The LU program factors a dense matrix into the product of a lower 
triangular and an upper triangular matrix.  The factorization uses
blocking to exploit temporal locality on individual submatrix elements.
The algorithm used in this implementation is described in 

Woo, S. C., Singh, J. P., and Hennessy, J. L.  The Performance Advantages 
     of Integrating Block Data Transfer in Cache-Coherent Multiprocessors.
     Proceedings of the 6th International Conference on Architectural
     Support for Programming Languages and Operating Systems (ASPLOS-VI),
     October 1994.

Two implementations are provided in the SPLASH-2 distribution:

  (1) Non-contiguous block allocation

      This implementation (contained in the non_contiguous_blocks 
      subdirectory) implements the matrix to be factored with a 
      two-dimensional array.  This data structure prevents blocks from 
      being allocated contiguously, but leads to a conceptually simple
      programming implementation.

  (2) Contiguous block allocation

      This implementation (contained in the contiguous_blocks 
      subdirectory) implements the matrix to be factored as an array
      of blocks.  This data structure allows blocks to be allocated 
      contiguously and entirely in the local memory of processors that
      "own" them, thus enhancing data locality properties.

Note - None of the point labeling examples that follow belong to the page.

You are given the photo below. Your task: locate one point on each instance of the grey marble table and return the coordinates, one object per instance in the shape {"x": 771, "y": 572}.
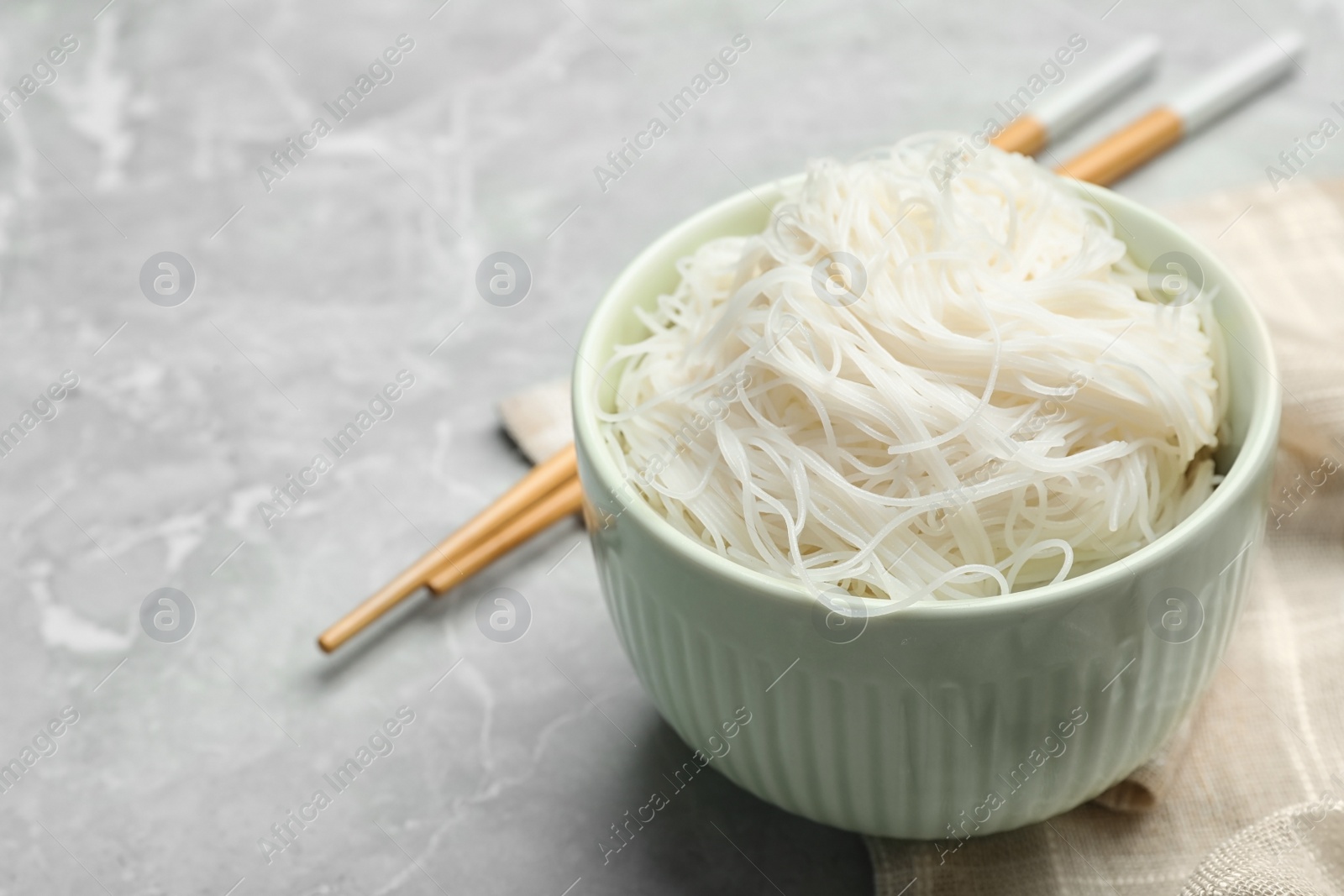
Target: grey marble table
{"x": 316, "y": 280}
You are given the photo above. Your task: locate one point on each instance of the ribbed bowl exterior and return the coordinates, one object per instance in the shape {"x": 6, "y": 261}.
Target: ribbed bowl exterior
{"x": 929, "y": 721}
{"x": 909, "y": 728}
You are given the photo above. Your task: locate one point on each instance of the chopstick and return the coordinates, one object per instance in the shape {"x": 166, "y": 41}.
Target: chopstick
{"x": 561, "y": 503}
{"x": 551, "y": 490}
{"x": 1200, "y": 105}
{"x": 1070, "y": 105}
{"x": 544, "y": 479}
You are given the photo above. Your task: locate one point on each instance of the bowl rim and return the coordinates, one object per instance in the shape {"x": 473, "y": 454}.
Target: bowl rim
{"x": 1257, "y": 448}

These programs work under both the Unix FORK and SPROC models.

RUNNING THE PROGRAM:

To see how to run the program, please see the comment at the top of the
file lu.C, or run the application with the "-h" command line option.
Three parameters may be specified on the command line, of which the 
ones that are normally changed are the matrix size and the number of 
processors.  It is suggested that the block size be kept at the value
B=16, since this value works well in practice.  If this parameter is 
changed, the new value should be reported in any results that are 
presented.

BASE PROBLEM SIZE:

The base problem size for an upto-64 processor machine is a 512x512 matrix
with a block size of B=16.

DATA DISTRIBUTION:

Our "POSSIBLE ENHANCEMENT" comments in the source code tell where one
might want to distribute data and how.  Data distribution has a small 
impact on performance on the Stanford DASH multiprocessor.